I guess I'm just venting but have any of you had family members who "acted up" in the hospital? I used to work in this hospital and I'm a little red-faced by her behavior. I've told her to be nice and she swears she is but I know that she's a big baby too.
I only feel a little bit mean. There's a lot more history here so no flaming please!
How much kissing up should we do for the staff?:spin: I've already brought candy.
May 18, '07Oh, good grief! My Mother, too! The very person who taught us to be polite and thankful when we were under stress (thankful for the good things), forgot every bit of that when she was in subacute care s/p elective hip replacement. When she was in for the first hip, we thought that maybe it was the meds or something. She was so rude that you would've thought that she had been born Queen Got Rocks or something. It was embarrasssing for my brother and sister and me, but more so for my poor Dad, who also couldn't do anything right, bless his heart! Anyway, 18 months later, the second hip was done, and it was WORSE! When we picked her up to take her home I went to the Nurses Station and apologized to them all. I know they all went out to delebrate that evening. It seems the older she gets, the more "Superior" she acts, and the less and less anyone can do to please her. My Dad, on the other hand, gets even more kind and gentle with the passing years, and everybody that meets him loves him. My Mom has the personality of an angry porcupine. I have tried to talk to her about depression (I am sure that she is), but she wouldn't even consider that she might be depressed. I even bought a bottle of St. John's Wort and took to her (because a Rx is unheard of, for that)to try.

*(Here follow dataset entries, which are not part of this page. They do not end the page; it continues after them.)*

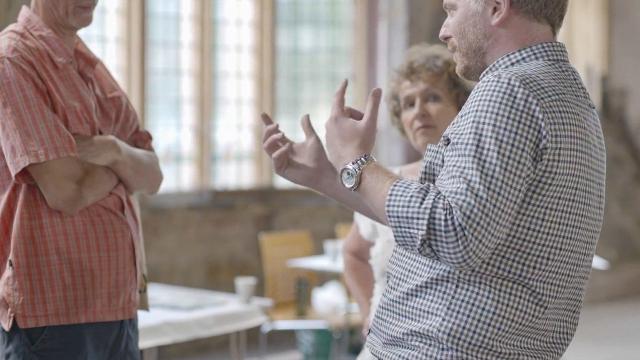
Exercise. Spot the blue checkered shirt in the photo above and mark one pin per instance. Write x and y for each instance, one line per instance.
(495, 242)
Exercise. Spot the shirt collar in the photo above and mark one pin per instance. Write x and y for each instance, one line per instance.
(547, 51)
(53, 44)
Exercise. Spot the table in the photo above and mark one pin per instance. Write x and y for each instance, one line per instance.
(178, 314)
(319, 263)
(324, 263)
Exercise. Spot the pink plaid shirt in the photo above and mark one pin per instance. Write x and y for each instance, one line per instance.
(59, 269)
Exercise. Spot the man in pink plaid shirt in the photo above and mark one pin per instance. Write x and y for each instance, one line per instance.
(72, 153)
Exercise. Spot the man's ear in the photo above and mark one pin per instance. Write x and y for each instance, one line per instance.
(499, 11)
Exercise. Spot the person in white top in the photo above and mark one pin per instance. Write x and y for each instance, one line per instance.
(425, 96)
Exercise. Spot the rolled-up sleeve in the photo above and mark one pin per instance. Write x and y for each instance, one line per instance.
(484, 168)
(30, 132)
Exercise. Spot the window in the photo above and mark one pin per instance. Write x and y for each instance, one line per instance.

She told me to take it back with me, that she didn't need it. What CAN you do? This bad behavior is the very thing that she used to get after us for!Last edit by bigsyis on May 18, '07 : Reason: too many hands
May 18, '07My story is a little different. I had a miscarriage a few years ago and had to go the small ER close to my home. They gave me Demerol for pain and I had some kind of reaction. I cursed everyone in the ER out. And I don't remember doing it. I remember getting to the ER getting the IM and the waking up post-op. My husband was so embarassed when he told me what happened. I sent a letter to admin and the ER apologizing and still blush when I think about it.